Coking Coal Prices to Pass $200/t Says Macquarie
October 3, 2025 - Macquarie is expecting that coking coal prices will eventually climb above $200/tonne in the long term, reaching a more sustainable range driven by emerging cost support, Kallanish notes.
In a recent note, the research house maintains its view that the market will remain in a small surplus, but notes this excess volume is projected to shrink as demand from India accelerates.
Crucially, the current prolonged period of low prices is beginning to force widespread cost-cutting and the closure of marginal mining operations, directly pressuring global supply.
Macquarie has also lowered its forecast for China’s domestic coking coal production from a 3% year-on-year increase to just 1% growth, citing the nation's recent ramp-up in safety inspections.
While the actual output reduction from these inspections is expected to be limited, related news developments will likely continue to exert an outsized influence on futures prices.
In the downstream coke market, coking coal's price strength has pushed through seven rounds of coke price hikes since mid-July.
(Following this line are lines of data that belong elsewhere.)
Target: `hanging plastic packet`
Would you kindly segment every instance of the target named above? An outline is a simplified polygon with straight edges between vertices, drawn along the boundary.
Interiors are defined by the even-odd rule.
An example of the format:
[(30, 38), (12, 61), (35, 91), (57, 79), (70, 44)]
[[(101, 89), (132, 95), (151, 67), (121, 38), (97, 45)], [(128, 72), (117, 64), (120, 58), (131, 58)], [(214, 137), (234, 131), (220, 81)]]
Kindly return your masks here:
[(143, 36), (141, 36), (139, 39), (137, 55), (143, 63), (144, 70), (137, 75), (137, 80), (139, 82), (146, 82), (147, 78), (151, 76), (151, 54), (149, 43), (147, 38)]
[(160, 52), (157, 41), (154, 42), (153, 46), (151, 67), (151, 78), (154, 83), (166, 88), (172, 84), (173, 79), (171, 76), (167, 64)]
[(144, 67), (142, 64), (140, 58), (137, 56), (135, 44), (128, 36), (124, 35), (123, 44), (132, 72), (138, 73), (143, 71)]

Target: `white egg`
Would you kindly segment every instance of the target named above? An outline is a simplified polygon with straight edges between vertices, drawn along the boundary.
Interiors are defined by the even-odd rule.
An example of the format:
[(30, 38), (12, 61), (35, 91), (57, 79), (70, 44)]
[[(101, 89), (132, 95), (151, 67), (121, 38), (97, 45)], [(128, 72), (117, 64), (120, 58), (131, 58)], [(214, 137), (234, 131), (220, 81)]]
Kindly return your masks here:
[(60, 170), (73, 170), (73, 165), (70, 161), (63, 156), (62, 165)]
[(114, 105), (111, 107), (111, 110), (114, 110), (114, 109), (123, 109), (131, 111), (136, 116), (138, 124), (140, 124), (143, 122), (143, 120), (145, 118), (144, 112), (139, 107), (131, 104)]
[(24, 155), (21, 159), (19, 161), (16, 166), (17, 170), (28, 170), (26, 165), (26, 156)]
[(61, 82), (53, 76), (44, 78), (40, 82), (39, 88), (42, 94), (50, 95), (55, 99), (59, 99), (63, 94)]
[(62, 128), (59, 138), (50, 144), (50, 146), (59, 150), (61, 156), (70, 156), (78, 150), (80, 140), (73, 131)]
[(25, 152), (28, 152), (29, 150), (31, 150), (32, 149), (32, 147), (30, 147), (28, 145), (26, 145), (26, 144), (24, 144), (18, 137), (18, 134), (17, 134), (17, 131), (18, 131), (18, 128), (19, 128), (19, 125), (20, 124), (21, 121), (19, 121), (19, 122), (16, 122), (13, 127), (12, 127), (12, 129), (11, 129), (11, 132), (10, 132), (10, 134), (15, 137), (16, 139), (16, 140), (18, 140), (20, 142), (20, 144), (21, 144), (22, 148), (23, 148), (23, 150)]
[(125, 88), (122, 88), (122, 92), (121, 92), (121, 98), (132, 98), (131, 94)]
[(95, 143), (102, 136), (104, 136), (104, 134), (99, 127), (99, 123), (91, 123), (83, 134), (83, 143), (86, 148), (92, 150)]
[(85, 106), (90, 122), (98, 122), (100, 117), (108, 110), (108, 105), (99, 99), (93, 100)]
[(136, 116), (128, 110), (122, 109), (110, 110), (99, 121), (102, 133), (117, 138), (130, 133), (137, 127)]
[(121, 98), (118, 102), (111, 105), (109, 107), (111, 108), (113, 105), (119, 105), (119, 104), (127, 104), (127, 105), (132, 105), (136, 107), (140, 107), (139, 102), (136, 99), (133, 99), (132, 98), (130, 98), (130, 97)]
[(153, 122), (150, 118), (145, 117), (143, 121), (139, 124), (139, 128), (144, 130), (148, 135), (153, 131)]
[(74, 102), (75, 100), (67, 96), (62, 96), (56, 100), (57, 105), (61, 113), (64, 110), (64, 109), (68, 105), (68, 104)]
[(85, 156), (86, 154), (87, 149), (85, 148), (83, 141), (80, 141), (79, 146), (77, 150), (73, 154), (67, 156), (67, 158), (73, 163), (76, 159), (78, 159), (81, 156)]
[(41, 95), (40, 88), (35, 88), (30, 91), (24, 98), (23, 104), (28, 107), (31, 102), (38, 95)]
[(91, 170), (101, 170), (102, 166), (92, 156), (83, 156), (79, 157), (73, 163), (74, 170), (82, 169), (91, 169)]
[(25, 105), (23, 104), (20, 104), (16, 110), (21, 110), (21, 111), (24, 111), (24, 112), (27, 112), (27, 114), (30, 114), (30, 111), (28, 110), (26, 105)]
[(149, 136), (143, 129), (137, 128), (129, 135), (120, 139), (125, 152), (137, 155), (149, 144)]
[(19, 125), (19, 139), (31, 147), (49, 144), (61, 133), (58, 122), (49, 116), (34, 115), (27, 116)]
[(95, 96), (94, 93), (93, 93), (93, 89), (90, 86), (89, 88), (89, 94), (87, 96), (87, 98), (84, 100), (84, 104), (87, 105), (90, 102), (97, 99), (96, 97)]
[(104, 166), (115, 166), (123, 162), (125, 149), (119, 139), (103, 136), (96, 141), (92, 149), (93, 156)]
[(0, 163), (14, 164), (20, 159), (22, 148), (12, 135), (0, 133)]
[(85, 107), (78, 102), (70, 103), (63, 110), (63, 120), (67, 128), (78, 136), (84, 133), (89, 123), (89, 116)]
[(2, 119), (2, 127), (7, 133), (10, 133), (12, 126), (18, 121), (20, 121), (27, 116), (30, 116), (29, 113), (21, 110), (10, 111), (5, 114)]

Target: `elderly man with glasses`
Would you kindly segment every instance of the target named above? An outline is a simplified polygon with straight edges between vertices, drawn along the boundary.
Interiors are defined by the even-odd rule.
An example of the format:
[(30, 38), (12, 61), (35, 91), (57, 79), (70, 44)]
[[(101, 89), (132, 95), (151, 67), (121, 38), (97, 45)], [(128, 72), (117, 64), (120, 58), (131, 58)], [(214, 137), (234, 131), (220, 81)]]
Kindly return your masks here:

This has successfully reversed coke margins, which were largely negative prior to the rally. Given that margins are now favourable, Macquarie cautions that China's coke production is likely to stay elevated and remains at risk of oversupply.
As for India, the mills appear ready to resume building port stocks following the typical destocking phase during the monsoon season. Macquarie estimates current stock levels in India are at 5.5 million tonnes, equivalent to about 22 days of use and close to the three-year average. The sustainability of India's import strength, however, hinges on the continuation of coke Quality Restriction (QR) policies next year.